O ano letivo 2026/2027 marca uma importante alteração no acesso ao ensino superior em Portugal. Após a implementação, em 2025, da obrigatoriedade de realizar pelo menos duas provas de ingresso, o Governo anunciou o regresso ao modelo anterior, no qual apenas uma prova de ingresso é exigida para a maioria dos cursos, embora as instituições mantenham alguma autonomia para exigir mais exames.
Esta decisão surge na sequência de uma quebra significativa no número de candidatos em 2025, que levou o Ministério da Ciência, Tecnologia e Ensino Superior a considerar a exigência de duas provas uma "barreira excessiva" ao acesso dos estudantes ao ensino superior.
O que aconteceu
Em 2025, os estudantes que se candidataram ao ensino superior tiveram de realizar, obrigatoriamente, pelo menos duas provas de ingresso para serem considerados nos concursos nacionais.
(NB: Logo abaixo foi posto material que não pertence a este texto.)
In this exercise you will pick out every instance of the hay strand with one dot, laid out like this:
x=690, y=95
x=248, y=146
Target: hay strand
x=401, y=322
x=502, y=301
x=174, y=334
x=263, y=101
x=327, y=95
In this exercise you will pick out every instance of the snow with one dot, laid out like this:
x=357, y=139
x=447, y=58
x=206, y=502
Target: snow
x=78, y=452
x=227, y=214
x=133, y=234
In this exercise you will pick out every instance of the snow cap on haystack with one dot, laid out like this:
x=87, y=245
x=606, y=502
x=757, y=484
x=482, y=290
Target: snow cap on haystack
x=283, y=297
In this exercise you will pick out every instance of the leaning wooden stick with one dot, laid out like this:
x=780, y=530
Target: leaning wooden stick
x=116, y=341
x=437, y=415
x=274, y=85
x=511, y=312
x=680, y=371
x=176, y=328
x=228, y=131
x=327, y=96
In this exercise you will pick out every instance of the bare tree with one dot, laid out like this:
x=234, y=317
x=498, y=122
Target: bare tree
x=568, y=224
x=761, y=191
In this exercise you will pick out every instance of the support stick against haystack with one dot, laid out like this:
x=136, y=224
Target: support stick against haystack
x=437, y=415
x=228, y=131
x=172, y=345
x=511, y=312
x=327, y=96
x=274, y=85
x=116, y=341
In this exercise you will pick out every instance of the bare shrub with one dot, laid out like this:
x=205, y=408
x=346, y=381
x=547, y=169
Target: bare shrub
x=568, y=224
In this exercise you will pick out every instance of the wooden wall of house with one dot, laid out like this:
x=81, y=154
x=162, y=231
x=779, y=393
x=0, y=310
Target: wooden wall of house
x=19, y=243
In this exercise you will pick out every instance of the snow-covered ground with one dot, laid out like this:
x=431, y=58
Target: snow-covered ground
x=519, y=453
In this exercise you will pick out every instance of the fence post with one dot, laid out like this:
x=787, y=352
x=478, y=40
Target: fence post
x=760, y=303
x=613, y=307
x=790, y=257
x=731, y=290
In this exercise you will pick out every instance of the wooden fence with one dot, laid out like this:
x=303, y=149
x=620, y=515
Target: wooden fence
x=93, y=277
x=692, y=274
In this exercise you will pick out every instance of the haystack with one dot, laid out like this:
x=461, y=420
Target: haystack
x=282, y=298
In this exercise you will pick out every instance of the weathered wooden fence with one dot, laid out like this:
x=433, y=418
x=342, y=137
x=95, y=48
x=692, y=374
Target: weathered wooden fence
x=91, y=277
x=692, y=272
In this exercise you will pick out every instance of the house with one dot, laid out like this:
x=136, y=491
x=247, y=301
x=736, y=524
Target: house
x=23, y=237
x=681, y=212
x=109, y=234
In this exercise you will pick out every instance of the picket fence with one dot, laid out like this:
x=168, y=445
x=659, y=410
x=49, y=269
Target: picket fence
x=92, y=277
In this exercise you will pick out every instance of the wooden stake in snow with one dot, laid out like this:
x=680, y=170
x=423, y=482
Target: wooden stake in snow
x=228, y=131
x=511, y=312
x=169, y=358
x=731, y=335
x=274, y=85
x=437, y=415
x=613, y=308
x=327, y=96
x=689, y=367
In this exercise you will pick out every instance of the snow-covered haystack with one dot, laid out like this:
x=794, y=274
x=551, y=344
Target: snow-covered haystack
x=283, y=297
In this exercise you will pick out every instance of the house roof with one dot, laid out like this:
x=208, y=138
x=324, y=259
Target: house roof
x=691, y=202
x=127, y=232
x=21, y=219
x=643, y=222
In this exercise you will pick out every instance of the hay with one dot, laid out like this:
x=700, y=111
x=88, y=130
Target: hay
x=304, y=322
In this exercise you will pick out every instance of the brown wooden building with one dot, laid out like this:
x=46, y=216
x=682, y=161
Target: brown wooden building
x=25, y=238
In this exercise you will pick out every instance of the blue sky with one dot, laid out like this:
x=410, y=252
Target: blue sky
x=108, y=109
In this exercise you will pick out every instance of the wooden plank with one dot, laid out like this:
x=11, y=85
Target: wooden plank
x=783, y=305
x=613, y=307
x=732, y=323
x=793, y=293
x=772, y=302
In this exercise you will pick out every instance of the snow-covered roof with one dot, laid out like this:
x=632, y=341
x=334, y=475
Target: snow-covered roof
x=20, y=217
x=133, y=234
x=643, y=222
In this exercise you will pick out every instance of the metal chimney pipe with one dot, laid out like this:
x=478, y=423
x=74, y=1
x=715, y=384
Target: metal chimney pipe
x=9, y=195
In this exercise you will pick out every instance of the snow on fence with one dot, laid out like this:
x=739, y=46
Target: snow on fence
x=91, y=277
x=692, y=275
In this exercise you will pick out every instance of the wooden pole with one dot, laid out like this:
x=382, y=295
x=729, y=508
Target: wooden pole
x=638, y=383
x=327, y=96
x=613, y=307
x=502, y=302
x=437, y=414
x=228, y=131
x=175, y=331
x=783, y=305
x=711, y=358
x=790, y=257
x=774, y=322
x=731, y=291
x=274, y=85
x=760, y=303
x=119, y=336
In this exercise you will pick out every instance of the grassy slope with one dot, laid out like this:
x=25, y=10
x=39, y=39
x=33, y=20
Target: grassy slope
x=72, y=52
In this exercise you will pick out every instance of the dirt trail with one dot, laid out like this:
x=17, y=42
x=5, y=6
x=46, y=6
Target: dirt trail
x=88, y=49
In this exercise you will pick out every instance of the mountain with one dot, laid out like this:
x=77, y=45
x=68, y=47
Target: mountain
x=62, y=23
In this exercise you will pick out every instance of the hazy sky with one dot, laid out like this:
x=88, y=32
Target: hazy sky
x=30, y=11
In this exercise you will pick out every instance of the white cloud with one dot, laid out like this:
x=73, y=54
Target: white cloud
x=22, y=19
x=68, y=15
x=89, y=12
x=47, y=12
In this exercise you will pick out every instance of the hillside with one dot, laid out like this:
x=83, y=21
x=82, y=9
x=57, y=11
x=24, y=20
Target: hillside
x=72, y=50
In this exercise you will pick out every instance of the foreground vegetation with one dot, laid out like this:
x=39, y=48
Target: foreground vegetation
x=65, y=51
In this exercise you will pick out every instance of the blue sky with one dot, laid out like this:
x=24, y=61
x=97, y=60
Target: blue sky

Esta medida pretendia aumentar a exigência e garantir um melhor alinhamento entre os cursos e as competências dos candidatos. No entanto, o efeito imediato foi uma diminuição acentuada do número de candidatos, o que gerou preocupação entre as autoridades e a comunidade educativa.
Em resposta, o Governo revogou esta regra em 2026, regressando à obrigatoriedade de apenas uma prova de ingresso para o concurso nacional, mantendo a possibilidade de as instituições exigirem duas ou até três provas, caso o considerem necessário para o perfil do curso. Esta alteração foi oficializada pelo Ministro Fernando Alexandre, que justificou o recuo com base na necessidade de facilitar o acesso dos jovens ao ensino superior.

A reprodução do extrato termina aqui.